What makes the event so special is the complete ownership of students. They act and perform and play; but they also plan, direct, choreograph, compose, orchestrate, conduct. And for the House Captains who take the lead, and other performers in Upper Sixth, they do all this while managing the little business of applying to university at the same time.
The shows are impressive by any measure. As examples of student leadership and organisation, creativity and teamwork, they dazzle.
During this whirlwind day, full of energy and spark, I was reminded of two of my favourite literary quotations. Both initially seem pretty dark (that’s an English teacher for you), and neither seems to have much to do with dance and song! The first is Truman Capote’s observation that the reason most people get up in the morning is ‘not because it would matter [if they didn’t] but because it wouldn’t’. Life would just go on without us: the world would not stop.

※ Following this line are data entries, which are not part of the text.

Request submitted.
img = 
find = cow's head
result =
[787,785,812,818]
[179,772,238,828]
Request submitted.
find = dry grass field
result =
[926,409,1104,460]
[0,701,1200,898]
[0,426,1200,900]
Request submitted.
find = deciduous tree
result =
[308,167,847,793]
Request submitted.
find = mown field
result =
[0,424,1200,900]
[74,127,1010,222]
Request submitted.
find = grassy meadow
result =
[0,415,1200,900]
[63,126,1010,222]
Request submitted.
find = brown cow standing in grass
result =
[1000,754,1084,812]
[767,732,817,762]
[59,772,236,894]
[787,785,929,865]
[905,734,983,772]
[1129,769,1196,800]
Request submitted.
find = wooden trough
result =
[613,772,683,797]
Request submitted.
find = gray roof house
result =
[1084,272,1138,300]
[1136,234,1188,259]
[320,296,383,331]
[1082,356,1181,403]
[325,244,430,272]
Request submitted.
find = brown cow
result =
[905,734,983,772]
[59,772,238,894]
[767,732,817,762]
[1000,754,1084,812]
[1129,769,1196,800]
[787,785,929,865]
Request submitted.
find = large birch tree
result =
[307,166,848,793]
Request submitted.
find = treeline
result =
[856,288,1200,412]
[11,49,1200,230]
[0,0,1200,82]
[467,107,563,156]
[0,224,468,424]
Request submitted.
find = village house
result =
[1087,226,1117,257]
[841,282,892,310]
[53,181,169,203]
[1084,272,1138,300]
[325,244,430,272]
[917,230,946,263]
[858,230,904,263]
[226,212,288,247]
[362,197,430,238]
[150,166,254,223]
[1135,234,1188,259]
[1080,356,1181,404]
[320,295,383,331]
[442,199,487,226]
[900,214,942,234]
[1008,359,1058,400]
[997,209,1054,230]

The second seems even worse, and starker: Leonard Woolf’s favourite melancholy phrase – ‘Nothing matters’.
However, despite appearances, there is something magical in both these sentiments: something that relates to the fierce bursts of joy on stage today. Both provoke us to act. Both challenge us to face down and defy despair: to live all the more brightly, to dance and sing, to cherish and make the most of all that we have, because in doing that we create meaning and beauty and purpose.
Towards the end of his life Leonard Woolf made this meaning explicit: he amended his mantra to ‘Nothing matters, and everything matters’. At difficult times in the world the truth of this statement is all the more apparent and powerful.
Caught up for today in the fun and glory of young people making something wonderful out of nothing, and celebrating each other’s hard work and commitment, one thought was so clear above all: this matters. The passion, talent and effort on show today matter. Every single student, and the futures they weave so brightly through every choice they make: they really, really matter. We are so proud of them all.